Andy Samuel said the OGA was still working out the best way to come up with area plans, which focus on creating value in different parts of the UK continental shelf where infrastructure is interlinked.
Mr Samuel said he would likely lean on the North Sea industry’s “brain power”.
He said: “We want to get the operators and licence groups to work together with a bit of steerage for us. If they come up with something that drives activity, that’s good for us.
“We’re not necessarily looking for perfection. Sometimes there is a risk of over-analysing.”
Mr Samuel was speaking at MER UK in Practice at the Aberdeen Exhibition and Conference Centre.
The full-day event is aimed at explaining how the OGA intends to regulate, influence and promote the UK continental shelf to maximise economic recovery (MER).
Mr Samuel said the OGA had started some area planning work in the central North Sea, where a number of groups were gearing up to drill wells next year.
He said: “We’re going to encourage them to be transparent with other people in the area so they can look at their decisions over the next 12 months in light of what may happen if someone makes an interesting discovery.
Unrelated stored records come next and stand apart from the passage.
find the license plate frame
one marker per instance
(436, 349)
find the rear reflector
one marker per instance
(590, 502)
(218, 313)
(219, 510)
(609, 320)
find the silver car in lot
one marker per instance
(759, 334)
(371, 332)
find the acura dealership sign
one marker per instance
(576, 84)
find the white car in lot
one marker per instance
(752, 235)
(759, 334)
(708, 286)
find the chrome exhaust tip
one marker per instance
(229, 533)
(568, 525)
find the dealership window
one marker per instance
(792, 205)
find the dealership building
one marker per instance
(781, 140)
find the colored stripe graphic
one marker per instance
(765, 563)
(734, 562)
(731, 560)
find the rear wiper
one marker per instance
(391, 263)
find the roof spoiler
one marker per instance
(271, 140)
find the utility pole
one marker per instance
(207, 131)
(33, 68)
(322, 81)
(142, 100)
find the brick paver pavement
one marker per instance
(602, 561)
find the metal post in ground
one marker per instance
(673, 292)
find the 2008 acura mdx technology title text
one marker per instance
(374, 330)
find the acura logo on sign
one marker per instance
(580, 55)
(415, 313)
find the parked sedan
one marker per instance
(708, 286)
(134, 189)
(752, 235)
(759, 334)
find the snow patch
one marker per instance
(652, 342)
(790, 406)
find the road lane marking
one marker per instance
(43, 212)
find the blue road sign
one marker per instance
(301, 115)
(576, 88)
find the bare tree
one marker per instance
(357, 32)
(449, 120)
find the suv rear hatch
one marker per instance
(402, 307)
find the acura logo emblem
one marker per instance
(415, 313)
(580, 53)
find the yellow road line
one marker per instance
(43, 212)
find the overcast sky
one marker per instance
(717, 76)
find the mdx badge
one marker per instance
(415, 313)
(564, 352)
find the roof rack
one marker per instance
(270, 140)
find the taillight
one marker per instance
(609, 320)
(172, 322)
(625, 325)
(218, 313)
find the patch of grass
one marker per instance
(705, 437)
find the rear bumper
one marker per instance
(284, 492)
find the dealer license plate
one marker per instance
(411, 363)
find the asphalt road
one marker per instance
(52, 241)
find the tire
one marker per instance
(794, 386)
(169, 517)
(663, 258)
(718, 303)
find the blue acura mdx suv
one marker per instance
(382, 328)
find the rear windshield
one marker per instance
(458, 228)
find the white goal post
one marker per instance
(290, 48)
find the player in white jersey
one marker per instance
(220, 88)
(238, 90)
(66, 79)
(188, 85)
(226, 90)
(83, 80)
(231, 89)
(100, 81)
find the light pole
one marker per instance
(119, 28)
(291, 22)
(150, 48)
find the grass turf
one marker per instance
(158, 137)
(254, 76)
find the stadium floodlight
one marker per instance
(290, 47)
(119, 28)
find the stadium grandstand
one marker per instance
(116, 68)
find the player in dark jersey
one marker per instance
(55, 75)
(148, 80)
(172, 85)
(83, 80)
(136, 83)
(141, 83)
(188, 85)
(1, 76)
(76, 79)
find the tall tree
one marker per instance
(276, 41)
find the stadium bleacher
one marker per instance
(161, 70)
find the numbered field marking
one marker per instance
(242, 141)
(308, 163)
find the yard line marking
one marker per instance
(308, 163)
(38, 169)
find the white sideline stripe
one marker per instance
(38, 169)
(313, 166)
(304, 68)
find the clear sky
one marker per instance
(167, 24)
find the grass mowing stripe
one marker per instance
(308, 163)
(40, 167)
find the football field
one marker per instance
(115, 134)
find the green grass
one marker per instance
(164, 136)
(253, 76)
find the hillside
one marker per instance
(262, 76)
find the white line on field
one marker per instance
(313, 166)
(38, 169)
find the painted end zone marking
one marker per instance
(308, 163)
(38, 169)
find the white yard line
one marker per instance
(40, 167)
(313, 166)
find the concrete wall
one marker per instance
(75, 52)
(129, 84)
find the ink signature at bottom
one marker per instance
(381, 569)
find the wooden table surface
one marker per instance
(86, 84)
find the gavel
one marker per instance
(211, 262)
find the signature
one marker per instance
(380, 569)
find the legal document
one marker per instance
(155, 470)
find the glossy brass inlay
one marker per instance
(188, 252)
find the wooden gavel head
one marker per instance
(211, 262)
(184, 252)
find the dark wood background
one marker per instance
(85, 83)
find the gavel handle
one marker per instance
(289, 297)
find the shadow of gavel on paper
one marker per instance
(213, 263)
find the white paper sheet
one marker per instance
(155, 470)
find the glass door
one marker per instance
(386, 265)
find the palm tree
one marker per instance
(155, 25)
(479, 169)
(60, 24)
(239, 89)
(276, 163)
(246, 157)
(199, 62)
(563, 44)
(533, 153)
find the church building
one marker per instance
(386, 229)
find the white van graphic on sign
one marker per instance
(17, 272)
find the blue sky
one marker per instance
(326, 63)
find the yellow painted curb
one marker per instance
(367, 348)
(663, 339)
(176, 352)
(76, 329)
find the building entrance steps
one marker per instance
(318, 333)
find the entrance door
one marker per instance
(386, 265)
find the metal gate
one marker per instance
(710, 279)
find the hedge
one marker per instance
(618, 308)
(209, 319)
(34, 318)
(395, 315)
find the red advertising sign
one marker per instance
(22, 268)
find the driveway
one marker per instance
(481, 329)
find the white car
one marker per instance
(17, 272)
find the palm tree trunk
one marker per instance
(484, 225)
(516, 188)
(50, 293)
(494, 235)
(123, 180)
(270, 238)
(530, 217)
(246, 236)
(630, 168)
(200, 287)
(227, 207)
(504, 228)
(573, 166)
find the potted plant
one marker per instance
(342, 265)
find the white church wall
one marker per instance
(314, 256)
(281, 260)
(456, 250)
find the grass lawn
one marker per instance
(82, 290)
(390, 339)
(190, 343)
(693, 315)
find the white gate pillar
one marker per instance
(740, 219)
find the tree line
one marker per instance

“These things change over time, there’s new information, new wells. In an existing field you can get more information which says there’s more to recover.
“So it is a very dynamic situation. It evolves. The best solution comes when we get the brain power of the industry working on it, so that’s very much our approach.
“But it is, I think, of all the work we do, probably the hardest.”
He added: “To help us we have built one of the most sophisticated economic models so we can look at inter-connectivity between assets.
“I think industry is going to be quite impressed. Industry doesn’t normally have to think about how its economic decisions impact on neighbouring fields, whereas we do.”